Thursday, July 2, 2009

Piracy off Somalia to “get worse”, warns Lloyd’s

Pirate attacks off the coast of Somalia on the rise and could cause a significant increase in the price of shipped goods, according to a new report commissioned by Lloyd’s of London.

“(The) piracy risk is likely to get worse before it gets better,” the report said, echoing “serious concerns” over piracy voiced last month by the Group of Eight powers (G8).

“The cost of keeping global trade routes open could result in a growing ‘piracy tax’ that will be felt by a wider range of businesses and consumers, already battered by the effects of recession,” the Lloyd’s report said.

As insurance costs escalate with the pirate attacks, shipping companies are increasingly choosing longer sea routes to avoid the region.

“It’s quite difficult to find vessels that will go through the Gulf of Aden these days,” said a ship broker based in London.

Insurance premiums on vessels travelling through the pirate-ridden Gulf of Aden have increased to between 0.05% and 0.175% the value of their cargo, compared to between 0% and 0.05% in May 2008.

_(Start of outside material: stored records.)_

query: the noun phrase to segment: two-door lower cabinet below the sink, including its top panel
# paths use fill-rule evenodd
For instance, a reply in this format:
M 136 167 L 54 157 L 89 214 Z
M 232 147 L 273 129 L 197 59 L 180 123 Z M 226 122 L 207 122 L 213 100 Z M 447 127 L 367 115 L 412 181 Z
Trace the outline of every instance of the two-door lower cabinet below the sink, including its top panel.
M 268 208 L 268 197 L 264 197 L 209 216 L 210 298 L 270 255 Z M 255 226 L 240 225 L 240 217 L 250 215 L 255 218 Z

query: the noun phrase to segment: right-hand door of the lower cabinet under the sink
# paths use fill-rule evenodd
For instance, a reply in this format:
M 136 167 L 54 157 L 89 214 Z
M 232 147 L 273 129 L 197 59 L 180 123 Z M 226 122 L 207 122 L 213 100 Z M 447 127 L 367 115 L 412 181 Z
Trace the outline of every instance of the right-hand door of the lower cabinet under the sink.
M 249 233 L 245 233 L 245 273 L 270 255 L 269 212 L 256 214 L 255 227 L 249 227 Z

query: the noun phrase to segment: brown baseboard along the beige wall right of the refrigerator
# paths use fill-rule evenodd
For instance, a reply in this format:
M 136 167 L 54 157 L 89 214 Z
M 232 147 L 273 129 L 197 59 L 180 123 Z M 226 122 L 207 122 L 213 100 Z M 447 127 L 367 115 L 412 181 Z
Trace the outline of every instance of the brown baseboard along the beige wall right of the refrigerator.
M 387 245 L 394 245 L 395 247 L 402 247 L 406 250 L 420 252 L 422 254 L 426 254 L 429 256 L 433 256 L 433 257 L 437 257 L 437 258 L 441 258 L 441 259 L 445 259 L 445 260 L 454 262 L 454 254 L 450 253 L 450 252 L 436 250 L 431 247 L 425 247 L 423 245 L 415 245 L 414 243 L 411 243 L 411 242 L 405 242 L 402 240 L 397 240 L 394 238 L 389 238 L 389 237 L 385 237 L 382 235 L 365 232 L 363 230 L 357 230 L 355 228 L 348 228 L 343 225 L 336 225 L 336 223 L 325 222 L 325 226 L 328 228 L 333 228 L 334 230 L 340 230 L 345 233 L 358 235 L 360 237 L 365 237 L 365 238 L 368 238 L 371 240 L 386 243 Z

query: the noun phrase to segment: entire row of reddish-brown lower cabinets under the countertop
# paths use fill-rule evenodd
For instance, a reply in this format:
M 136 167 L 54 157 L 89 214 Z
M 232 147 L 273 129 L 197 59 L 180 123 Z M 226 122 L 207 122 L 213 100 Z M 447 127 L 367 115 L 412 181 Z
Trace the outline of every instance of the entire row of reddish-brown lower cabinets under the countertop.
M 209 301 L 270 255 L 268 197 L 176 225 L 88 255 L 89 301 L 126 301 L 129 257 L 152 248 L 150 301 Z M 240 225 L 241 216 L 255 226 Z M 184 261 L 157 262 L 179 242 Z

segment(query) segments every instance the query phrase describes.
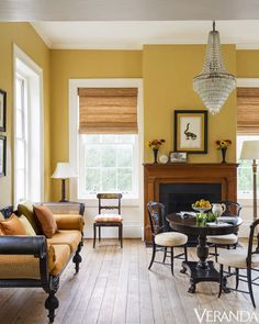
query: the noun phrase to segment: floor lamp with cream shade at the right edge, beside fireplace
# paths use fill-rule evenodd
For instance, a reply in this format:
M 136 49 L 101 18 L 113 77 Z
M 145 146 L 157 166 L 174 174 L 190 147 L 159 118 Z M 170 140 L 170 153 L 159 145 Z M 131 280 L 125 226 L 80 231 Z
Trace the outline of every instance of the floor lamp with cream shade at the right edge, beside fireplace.
M 240 159 L 252 160 L 252 211 L 255 221 L 257 219 L 257 159 L 259 159 L 259 141 L 244 141 Z

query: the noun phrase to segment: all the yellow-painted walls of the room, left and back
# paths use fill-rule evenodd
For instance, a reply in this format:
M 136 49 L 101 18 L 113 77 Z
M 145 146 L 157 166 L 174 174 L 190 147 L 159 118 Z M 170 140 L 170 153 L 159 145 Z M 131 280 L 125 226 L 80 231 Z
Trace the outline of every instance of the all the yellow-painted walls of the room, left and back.
M 204 109 L 192 89 L 193 76 L 201 71 L 204 45 L 146 45 L 143 51 L 49 51 L 27 23 L 0 23 L 0 88 L 8 91 L 8 177 L 0 178 L 0 203 L 11 203 L 12 190 L 12 44 L 15 43 L 44 70 L 45 199 L 58 200 L 60 181 L 50 175 L 57 161 L 67 161 L 68 80 L 71 78 L 143 78 L 144 137 L 164 137 L 161 152 L 173 148 L 173 110 Z M 223 46 L 226 68 L 238 77 L 259 75 L 259 51 L 235 51 Z M 235 161 L 236 98 L 228 98 L 219 114 L 209 114 L 209 154 L 190 155 L 189 161 L 221 160 L 215 141 L 234 143 L 227 160 Z M 153 156 L 145 146 L 145 161 Z

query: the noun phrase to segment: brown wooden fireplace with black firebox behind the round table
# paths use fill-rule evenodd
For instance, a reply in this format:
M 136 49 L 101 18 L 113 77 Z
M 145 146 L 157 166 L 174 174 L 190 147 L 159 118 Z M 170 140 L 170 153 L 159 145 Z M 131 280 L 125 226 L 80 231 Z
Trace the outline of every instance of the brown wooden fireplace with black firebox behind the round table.
M 237 164 L 145 164 L 144 203 L 160 201 L 166 213 L 191 210 L 204 198 L 211 202 L 236 201 Z M 144 238 L 150 242 L 150 225 L 145 208 Z

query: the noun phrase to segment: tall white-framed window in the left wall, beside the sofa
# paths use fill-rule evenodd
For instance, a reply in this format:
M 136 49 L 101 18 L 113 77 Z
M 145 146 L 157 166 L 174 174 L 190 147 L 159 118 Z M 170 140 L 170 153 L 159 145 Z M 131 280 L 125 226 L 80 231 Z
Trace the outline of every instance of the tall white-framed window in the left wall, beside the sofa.
M 14 46 L 14 204 L 43 192 L 42 70 Z

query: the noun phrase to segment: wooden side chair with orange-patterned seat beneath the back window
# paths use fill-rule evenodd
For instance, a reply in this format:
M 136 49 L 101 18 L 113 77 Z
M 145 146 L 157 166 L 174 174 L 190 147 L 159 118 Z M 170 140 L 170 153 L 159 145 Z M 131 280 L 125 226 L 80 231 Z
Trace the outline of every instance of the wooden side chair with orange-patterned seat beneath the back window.
M 123 247 L 123 217 L 121 215 L 121 200 L 122 193 L 98 193 L 99 200 L 99 214 L 94 217 L 93 223 L 93 248 L 95 247 L 97 241 L 97 227 L 99 228 L 99 242 L 101 241 L 101 227 L 117 227 L 119 228 L 119 241 L 121 247 Z M 102 202 L 106 200 L 116 200 L 116 205 L 106 205 Z M 102 214 L 102 210 L 117 210 L 116 214 Z

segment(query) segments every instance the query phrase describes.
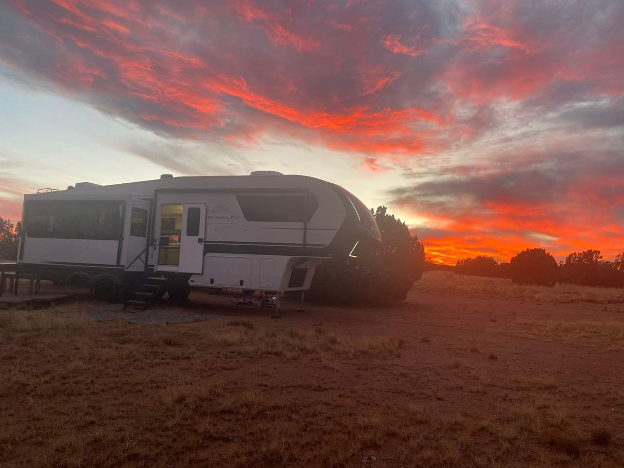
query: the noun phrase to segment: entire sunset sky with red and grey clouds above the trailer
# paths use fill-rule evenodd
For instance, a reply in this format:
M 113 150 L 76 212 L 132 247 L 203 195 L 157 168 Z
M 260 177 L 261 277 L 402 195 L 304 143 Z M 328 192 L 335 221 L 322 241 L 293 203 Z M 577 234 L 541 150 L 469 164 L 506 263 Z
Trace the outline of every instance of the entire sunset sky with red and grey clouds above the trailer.
M 259 169 L 388 206 L 436 261 L 612 260 L 624 2 L 0 0 L 0 217 Z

Industry experts believe rates could rise further still if pirate attacks are not curtailed.

“Rates and charges may well escalate if the number of successful piracy attacks increases,” said Paul Newton, marine underwriter at Allianz.

Sainsbury’s expressed concern that its deliveries could be delayed due to pirate attacks.

“Retailers are highly reliant on their increasingly global supply chains and any unrest or piracy could have an impact on this crucial process,” said Paul Howard, the supermarket’s head of insurance and risk management.

“Although none have been confirmed, there have been rumours of deviations in delivery because of piracy events, the Gulf of Aden being a crucial route for many retailers in the UK,” Howard added.